Lebih lanjut ia menjelaskan social commerce hanya saja sekadar istilah. Karena dalam proses perizinan pada Kemenkominfo, Penyelenggara Sistem Elekttonik (PSE) hanya saja dikategorikan sebagai e-commerce serta social media.

Baca juga:  Iowa gugat TikTok terkait akses anak-anak ke konten tidaklah pantas

Sebelumnya, platform digital social commerce TikTok Shop tengah menjadi polemik lantaran dianggap membantai tukang jualan pasar.

TikTok disebut membunuh UMKM tanah air akibat produk-produk yang dijajakannya sangat murah. Oleh akibat itu, barang jualan tukang jualan asli Indonesia dalam toko offline maupun marketplace lain kalah saing.

Pengamat Ekonomi Digital Ignatius Untung Surapati dalam sisi lain juga menegaskansocial commerce (s-commerce) tidaklah merugikan UMKM, sebaliknya justru sanggup bantu mendongkrak penjualan.

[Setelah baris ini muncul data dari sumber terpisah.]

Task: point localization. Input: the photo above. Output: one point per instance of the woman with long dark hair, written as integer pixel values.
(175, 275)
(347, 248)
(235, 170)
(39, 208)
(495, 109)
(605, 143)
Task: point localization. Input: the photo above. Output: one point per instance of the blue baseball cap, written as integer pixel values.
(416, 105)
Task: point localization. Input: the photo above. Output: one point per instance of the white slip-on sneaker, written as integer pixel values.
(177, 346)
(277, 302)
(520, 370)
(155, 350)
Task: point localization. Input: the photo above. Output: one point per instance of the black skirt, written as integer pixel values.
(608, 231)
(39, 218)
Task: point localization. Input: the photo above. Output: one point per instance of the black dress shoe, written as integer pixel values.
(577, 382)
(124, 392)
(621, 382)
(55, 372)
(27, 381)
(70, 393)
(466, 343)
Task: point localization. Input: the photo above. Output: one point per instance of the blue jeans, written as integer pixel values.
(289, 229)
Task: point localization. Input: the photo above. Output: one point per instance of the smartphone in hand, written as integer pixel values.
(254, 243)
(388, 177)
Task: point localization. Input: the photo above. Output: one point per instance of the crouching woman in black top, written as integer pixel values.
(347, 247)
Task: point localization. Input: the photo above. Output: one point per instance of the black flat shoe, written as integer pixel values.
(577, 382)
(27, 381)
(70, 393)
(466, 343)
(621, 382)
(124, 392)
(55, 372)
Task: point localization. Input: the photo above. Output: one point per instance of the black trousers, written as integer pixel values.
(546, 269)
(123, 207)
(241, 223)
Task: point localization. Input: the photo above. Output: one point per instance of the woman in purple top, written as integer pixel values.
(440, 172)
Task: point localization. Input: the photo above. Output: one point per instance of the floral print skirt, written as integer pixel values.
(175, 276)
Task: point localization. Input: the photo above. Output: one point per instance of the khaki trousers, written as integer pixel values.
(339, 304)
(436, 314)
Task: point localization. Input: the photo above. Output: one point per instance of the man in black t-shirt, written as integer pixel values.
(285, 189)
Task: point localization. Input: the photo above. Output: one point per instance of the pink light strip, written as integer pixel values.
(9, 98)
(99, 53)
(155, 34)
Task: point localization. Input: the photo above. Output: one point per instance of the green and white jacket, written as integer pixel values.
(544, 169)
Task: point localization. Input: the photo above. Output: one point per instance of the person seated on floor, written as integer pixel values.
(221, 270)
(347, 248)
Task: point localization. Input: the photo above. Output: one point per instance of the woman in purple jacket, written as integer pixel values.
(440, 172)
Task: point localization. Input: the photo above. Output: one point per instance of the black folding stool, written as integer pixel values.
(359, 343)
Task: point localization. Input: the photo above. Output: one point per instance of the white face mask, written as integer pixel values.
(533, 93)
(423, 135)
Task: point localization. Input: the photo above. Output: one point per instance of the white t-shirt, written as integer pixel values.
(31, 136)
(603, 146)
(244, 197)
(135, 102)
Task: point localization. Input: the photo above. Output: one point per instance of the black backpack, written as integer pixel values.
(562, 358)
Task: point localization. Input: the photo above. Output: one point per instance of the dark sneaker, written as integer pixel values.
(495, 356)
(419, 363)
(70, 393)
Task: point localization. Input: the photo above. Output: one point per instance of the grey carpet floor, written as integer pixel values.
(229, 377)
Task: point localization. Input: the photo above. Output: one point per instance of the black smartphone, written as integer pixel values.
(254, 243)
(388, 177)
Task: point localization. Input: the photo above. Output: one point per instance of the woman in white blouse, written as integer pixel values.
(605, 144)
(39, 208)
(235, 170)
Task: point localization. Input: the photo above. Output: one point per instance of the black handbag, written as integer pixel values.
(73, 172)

Hal ini ia sampaikan merespons pemerintah yang digunakan menilai bahwa s-commerce dapat menggerus UMKM. Pemerintah juga beranggapan jika sebuah jaringan seharusnya menjalankan fungsinya masing-masing, media sosial cuma atau e-commerce saja, bukan berfungsi ganda.

“Social commerce itu tidak ada merugikan UMKM. Banyak UMKM yang digunakan jualannya luar biasa, ya lantaran adanya social commerce. Social commerce itu tiada punya dampak negatif apapun terhadap UMKM,” kata Untung beberapa waktu lalu.